Baroness Merron (Lab)
The noble Baroness makes a good point. I am sure she is aware that one of the main pillars of change as we move towards the 10-year plan is shifting from analogue to digital. I am sure that this will be part of those considerations.
I now turn to Amendment 121, tabled by my noble friend Lord Davies of Brixton and supported by the noble Baronesses, Lady Tyler and Lady Neuberger. The noble Baroness, Lady Tyler, spoke to this very amendment. We know that financial problems can worsen or trigger mental illness. We agree that individuals should be encouraged to include in their ACD any care and support to help them manage their financial circumstances when unwell. The code of practice will include guidance from professionals on this point, while the template will prompt people to consider financial matters.
On Amendment 122, tabled by the noble Baroness, Lady Browning, and supported by the noble Lord, Lord Patel, it is important for practitioners to be aware of, and, where applicable, to consult with, the person’s attorney.
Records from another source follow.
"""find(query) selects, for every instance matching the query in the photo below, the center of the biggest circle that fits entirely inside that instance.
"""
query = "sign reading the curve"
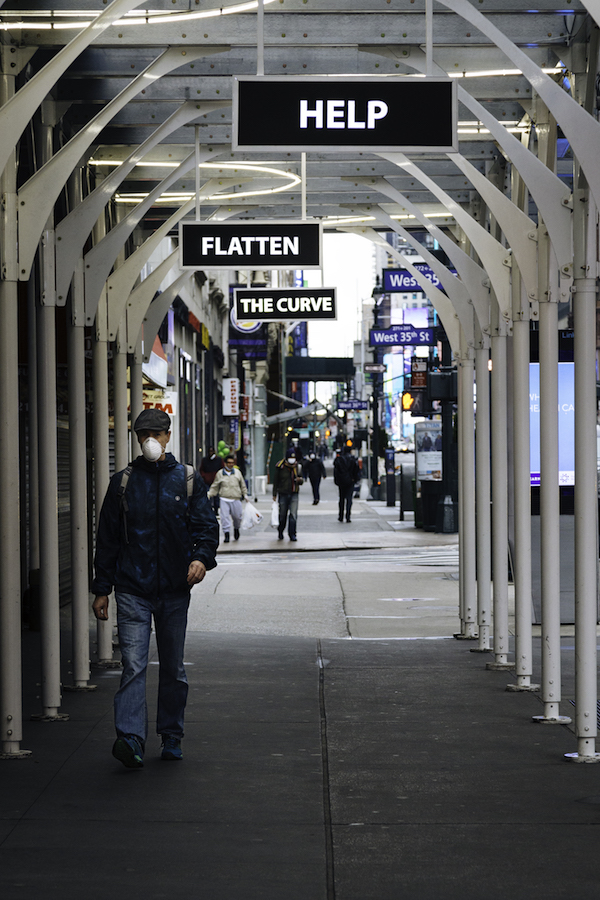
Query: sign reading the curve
(323, 113)
(284, 304)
However, we do not agree with requiring people to include all of the information contained in the lasting power of attorney in their ACD. The document is owned by the individual, who should be free to include what matters to them. Some of the information in a person’s lasting power of attorney may not be relevant, and copying over its contents may introduce inaccuracies due to human error. We intend to encourage service users to include the existence of an LPA where applicable in their advance choice documents, and practitioners can then be made aware and take the relevant steps.
On Amendment 123, tabled by the noble Baroness, Lady Browning, we agree with the aim that is stated here. The code of practice will set out all of the groups which services should proactively target to make an advance choice document, including people on the dynamic support register. The code can be updated in line with emerging research and best practice, as I have said a number of times before, and can include detail and nuance that is not possible in primary legislation.
With those remarks from me in mind, I hope that noble Lords will feel able not to press their amendments.
Lord Scriven (LD)
I have one very quick question. Throughout the whole of Committee, since day one, the Minister has referred to the code of practice being updated. Can she tell us the date by which it will have been updated? It is quite important for implementation and some dates that the Minister keeps referring to. If she cannot let us know now, she could write to the Committee.